The Correct Sequence
For any garage built before 1990 that contains or may contain asbestos-containing materials, the process follows a defined order.
Step 1: Testing
Before anything is touched, the garage materials need to be tested. A licensed assessor collects samples from wall sheeting, ceiling linings, roof sheeting, and any other suspect materials. The samples go to a NATA-accredited laboratory for analysis.
This step confirms whether asbestos is present, what type it is (chrysotile, amosite, crocidolite), and in what materials. It takes three to five business days for standard turnaround.
If no asbestos is detected, the garage can be demolished using standard methods.

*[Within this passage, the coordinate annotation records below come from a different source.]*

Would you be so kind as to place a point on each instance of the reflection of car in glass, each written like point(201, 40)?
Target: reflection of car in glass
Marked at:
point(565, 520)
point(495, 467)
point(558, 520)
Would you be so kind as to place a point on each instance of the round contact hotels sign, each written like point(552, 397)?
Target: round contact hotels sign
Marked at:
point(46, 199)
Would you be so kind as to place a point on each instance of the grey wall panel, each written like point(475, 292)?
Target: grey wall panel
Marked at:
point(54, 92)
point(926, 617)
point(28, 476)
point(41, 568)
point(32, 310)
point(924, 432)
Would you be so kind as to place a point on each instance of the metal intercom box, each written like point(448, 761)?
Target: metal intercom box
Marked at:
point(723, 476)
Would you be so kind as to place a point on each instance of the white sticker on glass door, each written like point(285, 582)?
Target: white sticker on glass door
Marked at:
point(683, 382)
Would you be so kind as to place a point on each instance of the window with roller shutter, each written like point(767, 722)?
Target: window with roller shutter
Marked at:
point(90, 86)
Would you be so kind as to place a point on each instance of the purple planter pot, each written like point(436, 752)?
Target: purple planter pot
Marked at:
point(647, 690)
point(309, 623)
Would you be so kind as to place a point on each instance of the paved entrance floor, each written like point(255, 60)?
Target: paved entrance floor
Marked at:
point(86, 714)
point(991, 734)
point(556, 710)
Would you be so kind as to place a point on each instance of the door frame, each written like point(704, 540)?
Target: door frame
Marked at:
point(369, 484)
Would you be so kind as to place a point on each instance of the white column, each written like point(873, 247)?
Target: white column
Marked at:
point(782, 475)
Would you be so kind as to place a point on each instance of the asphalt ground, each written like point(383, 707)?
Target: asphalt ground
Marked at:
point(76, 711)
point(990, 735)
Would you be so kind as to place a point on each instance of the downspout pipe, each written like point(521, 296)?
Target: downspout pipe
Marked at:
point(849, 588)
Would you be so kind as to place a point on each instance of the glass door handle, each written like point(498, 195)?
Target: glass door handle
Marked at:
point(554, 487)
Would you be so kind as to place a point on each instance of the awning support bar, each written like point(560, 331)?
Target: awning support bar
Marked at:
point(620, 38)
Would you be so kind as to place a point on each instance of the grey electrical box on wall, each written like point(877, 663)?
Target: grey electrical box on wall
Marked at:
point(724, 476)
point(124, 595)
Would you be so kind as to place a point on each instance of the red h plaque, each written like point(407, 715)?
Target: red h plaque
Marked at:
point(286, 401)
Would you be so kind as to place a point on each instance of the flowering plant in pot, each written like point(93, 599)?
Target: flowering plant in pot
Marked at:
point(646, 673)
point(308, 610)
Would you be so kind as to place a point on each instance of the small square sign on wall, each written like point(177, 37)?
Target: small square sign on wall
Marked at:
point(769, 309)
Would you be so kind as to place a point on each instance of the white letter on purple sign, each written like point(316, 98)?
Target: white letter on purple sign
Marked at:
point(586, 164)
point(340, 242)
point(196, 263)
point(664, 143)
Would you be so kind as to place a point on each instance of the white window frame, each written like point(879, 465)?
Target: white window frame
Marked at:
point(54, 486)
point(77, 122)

If asbestos is confirmed, the sequence moves to Step 2.
Step 2: Asbestos Removal
A licensed asbestos removalist strips all asbestos-containing materials from the garage structure. This is done under controlled conditions: wetting the material, using hand tools (not power tools on asbestos), carefully lowering sheets rather than dropping them, double-wrapping the waste in heavy-duty polyethylene, and decontaminating the work area.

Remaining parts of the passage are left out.